Rise from the Rubble
Among Midwest lush rolling farmlands, in an area ominously known as Tornado Alley, folks have grown accustomed to warning sirens and funnel clouds. It’s part of life.
However, even the most seasoned tornado watchers would be stunned by the sheer fury of the storm that screamed into their lives on a warm spring night on May 4, 2007.
Measuring 1.7 miles across and pushing winds more than 200 miles per hour, a killer Category F-5 tornado slammed into Greensburg, KS, leveling more than 95% of this quaint city of 1,400 residents. The deadly twister, which killed 11 and injured 60 more, was one of the most powerful to ever touch down in the U.S.
Suddenly, the plight of this tiny Kansas city gained a national audience, and President George W. Bush declared Greensburg a disaster area.
Then, city leaders and residents decided to do something truly remarkable: rebuild Greensburg from the ground up to be one of the greenest places in America.

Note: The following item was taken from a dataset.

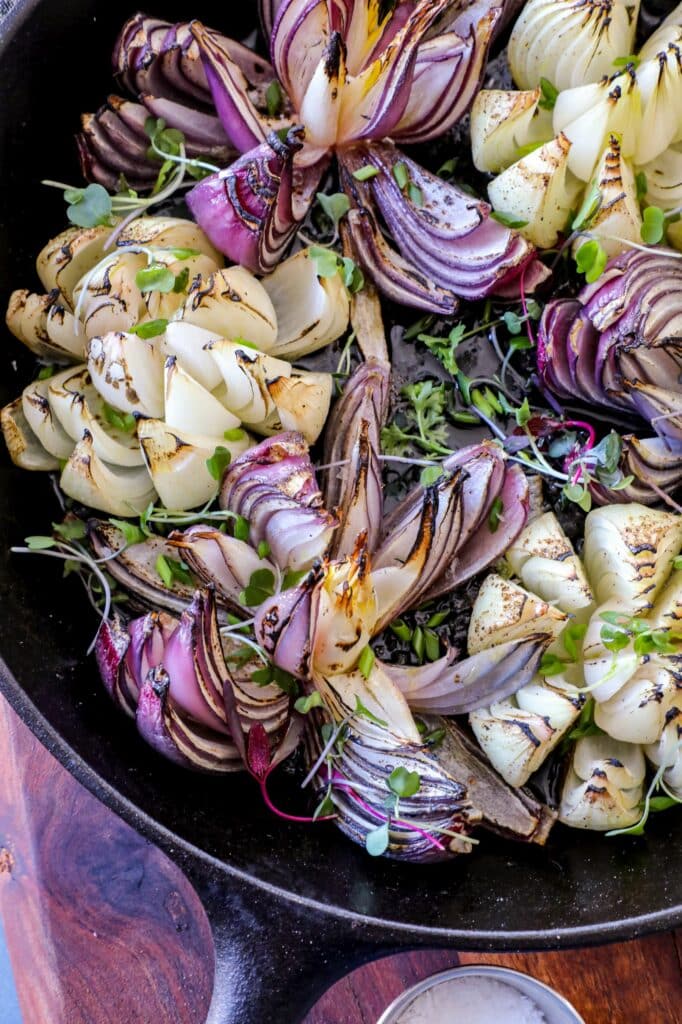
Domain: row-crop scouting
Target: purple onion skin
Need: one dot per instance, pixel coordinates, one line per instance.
(246, 210)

Nearly nine years later, Greensburg is the world’s leading community in LEED-certified buildings per capita. The town is home to a half-dozen LEED Platinum-certified buildings, including its city hall, K-12 school, and hospital. Renewable energy powers the entire community, and the streetlights are all LED.

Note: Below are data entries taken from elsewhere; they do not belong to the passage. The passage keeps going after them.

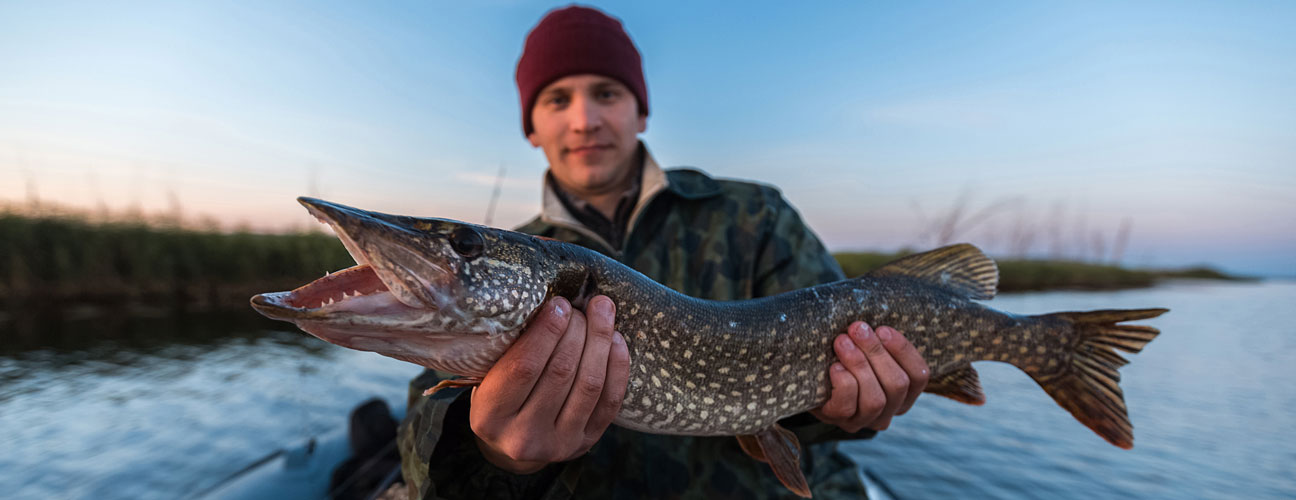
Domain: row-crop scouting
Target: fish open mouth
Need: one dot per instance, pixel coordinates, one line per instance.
(355, 289)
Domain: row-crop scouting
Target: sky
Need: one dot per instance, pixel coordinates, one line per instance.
(1156, 134)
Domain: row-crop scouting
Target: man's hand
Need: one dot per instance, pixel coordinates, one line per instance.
(879, 375)
(554, 393)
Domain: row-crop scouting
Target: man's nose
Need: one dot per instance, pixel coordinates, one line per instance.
(586, 115)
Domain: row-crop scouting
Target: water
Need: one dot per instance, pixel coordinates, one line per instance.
(162, 407)
(139, 407)
(1212, 402)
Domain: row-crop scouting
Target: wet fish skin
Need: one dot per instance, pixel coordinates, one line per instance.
(452, 297)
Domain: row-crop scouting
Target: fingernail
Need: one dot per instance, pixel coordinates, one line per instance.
(601, 307)
(865, 330)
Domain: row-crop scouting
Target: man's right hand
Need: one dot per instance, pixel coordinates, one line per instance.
(555, 391)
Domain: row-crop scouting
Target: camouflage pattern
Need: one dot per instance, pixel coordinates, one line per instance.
(712, 238)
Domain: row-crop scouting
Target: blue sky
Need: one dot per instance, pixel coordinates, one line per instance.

Many across the country learned of Greensburg’s unique green initiative including the Price family, who operate Virginia Lime Works in Madison Heights, VA. Owner Jimmy Price read of Greensburg’s story and felt compelled to help out. So he and his son Jeff drove cross-country to donate a pallet of environmentally friendly lime-based paint, which is nontoxic—and actually absorbs carbon dioxide from the air.
Price says the lime paint comes from 6,000-year-old technology, and gives walls a kind of whitewashed effect.
Today, Greensburg continues to set the standard for eco-friendly. Now other cities can be green, too … with envy!